He let his head drop back. His features slowly lost their expression. She waited and when he had nothing else to offer, she turned and called the sheriff.
It was not too difficult. The sentence was sixty days for malicious mischief. There had been no alternative fine offered. The lawyer rapidly proved that there should have been, and the fine was paid. In his clean new bandages and his filthy clothes, Barrows was led out past the glowering sheriff, ignoring him and his threat as to what the dirty bum could expect if he ever showed up in town again.
The girl was waiting outside. He stood stupidly at the top of the jailhouse steps while she spoke to the lawyer. Then the lawyer was gone and she touched his elbow. ‘ Come on, Hip.’
He followed like a wound-up toy, walking whither his feet had been pointed. They turned two corners and walked five blocks and then up the stone steps of a clean, dried spinster of a house with a bay window and coloured glass set into the main door. The girl opened the main door with one key and a door in the hallway with another. He found himself in the room with the bay window. It was high ceilinged, airy, clean.

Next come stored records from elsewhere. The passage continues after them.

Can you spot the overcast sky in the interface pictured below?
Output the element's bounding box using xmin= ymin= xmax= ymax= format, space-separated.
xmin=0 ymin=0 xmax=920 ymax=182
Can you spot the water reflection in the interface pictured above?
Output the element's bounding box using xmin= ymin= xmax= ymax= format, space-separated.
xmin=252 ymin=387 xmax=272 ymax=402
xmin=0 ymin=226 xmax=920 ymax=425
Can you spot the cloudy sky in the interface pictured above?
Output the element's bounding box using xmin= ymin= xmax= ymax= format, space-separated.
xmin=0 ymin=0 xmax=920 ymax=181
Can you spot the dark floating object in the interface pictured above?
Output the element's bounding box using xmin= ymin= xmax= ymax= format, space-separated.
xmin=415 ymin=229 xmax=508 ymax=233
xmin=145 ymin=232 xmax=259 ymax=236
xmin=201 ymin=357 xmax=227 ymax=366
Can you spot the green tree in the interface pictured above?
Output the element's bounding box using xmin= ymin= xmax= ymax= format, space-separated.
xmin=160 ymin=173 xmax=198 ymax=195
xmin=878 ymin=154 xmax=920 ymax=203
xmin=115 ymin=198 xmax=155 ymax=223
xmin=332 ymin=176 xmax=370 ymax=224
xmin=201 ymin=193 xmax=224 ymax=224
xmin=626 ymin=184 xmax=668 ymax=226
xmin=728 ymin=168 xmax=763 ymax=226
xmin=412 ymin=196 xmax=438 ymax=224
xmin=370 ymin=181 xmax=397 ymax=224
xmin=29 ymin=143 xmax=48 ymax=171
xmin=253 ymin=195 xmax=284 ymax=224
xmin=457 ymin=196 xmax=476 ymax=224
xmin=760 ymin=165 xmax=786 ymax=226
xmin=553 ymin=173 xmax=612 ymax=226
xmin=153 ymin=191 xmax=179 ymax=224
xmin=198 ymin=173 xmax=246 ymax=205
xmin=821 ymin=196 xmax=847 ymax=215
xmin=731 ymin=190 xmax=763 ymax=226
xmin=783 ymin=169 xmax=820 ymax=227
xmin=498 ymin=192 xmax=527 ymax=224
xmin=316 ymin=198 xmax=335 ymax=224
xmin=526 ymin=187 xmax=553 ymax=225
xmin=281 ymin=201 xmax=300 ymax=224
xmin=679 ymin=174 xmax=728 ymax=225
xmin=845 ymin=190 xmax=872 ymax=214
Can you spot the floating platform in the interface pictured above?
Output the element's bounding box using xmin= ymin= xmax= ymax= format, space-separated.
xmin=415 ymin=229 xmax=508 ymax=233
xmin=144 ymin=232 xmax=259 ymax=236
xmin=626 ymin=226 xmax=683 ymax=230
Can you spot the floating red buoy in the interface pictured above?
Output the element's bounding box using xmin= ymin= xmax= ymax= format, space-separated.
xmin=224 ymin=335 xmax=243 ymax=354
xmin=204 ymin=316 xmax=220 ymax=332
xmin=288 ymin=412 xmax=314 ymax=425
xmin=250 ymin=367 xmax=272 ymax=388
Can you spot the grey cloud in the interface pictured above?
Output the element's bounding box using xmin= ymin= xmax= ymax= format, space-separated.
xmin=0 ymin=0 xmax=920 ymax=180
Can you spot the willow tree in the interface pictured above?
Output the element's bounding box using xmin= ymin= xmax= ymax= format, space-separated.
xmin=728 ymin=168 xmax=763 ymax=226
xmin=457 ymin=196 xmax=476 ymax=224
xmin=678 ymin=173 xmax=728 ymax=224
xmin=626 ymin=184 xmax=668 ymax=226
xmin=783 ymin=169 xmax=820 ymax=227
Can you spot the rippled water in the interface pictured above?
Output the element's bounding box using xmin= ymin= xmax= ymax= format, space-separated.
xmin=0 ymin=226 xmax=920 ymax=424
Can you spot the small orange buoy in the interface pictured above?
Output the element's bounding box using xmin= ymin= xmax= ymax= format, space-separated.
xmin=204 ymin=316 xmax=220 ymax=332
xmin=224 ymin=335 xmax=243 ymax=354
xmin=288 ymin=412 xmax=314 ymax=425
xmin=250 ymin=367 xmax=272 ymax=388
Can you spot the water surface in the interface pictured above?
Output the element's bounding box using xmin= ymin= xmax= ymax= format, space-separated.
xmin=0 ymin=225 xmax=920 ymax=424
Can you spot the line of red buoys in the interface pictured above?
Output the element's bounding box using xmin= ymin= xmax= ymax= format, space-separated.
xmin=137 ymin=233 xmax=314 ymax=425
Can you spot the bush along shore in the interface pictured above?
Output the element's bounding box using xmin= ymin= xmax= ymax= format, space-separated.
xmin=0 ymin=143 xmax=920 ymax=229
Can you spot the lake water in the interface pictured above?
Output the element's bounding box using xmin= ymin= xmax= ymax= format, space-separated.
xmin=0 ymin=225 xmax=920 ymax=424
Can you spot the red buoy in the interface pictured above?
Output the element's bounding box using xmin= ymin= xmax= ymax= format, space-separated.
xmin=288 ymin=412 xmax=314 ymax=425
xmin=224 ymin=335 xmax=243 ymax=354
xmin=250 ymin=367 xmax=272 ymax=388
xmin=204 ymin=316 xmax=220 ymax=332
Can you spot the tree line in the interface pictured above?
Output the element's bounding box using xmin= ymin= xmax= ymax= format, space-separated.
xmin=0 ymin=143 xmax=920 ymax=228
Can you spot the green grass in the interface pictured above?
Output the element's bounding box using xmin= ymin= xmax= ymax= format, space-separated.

For the first time he moved of his own volition. He turned around, slowly, looking at one wall after another. He put out his hand and lifted the corner of a dresser scarf, and let it fall. ‘Your room?’
‘Yours,’ she said. She came to him and put two keys on the dresser. ‘Your keys.’ She opened the top drawer. ‘Your socks and handkerchiefs.’ With her knuckles she rapped on each drawer in turn. ‘Shirts. Underclothes.’ She pointed to a door. ‘Two suits in there; I think they’ll fit. A robe. Slippers, shoes.’ She pointed to another door. ‘Bathroom. Lots of towels, lots of soap. A razor.’
‘Razor?’
‘Anyone who can have keys can have a razor,’ she said gently. ‘Get presentable, will you? I’ll be back in fifteen minutes. Do you know how long it is since you’ve eaten anything?’
He shook his head.
‘Four days. ‘Bye now.’
She slipped through the door and was gone, even as he fumbled for something to say to her. He looked at the door for a long time. Then he swore and fell limply back on the bed.
He scratched his nose and his hand slid down to his jaw. It was ragged, itchy. He half rose, muttered, ‘Damn if I will,’ and lay back. And then, somehow, he was in the bathroom, peering at himself in the mirror. He wet his hands, splashed water on his face, wiped the dirt off on to a towel and peered again. He grunted and reached for the soap.
He found the razor, he found the underclothes, the slacks, socks, slippers, shirt, jacket. When he looked into the mirror he wished he had a comb. When she elbowed the door open she put her packages on the top of the dresser and then she was smiling up at him, her hand out, the comb in it. He took it wordlessly and went and wet his head and combed it.
‘Come on, it’s all ready,’ she called from the other room. He emerged. She had taken the lamp off the night table and had spread out a thick oval platter on which was a lean, rare steak, a bottle of ale, a smaller bottle of stout, a split Idaho potato with butter melting in it, hot rolls in a napkin, a tossed salad in a small wooden bowl.
‘I don’t want nothing,’ he said, and abruptly fell to. There was nothing in the world then but the good food filling his mouth and throat, the tingle of ale and the indescribable magic of the charcoal crust.
When the plate was empty, it and the table suddenly wanted to fly upward at his head. He toppled forward, caught the sides of the table and held it away from him. He trembled violently. She spoke from behind him, ‘All right. It’s all right,’ and put her hands on his shoulders, pressed him back into his chair. He tried to raise his hand and failed. She wiped his clammy forehead and upper lip with the napkin.
In time, his eyes opened. He looked round for her, found her sitting on the edge of the bed, watching him silently. He grinned sheepishly. ‘
She rose. ‘You’ll be all right now. You’d better turn in. Good night!’
She was in the room, she was out of it. She had been with him, he was alone. It made a change which was too important to tolerate and too large to understand. He looked from the door to the bed and said ‘Good night,’ only because they were the last words she had said, and they hung shimmering in the silence.
He put his hands on the chair arms and forced his legs to cooperate. He could stand but that was all. He fell forward and sidewise, curling up to miss the table as he went down. He lay across the counterpane and blackness came.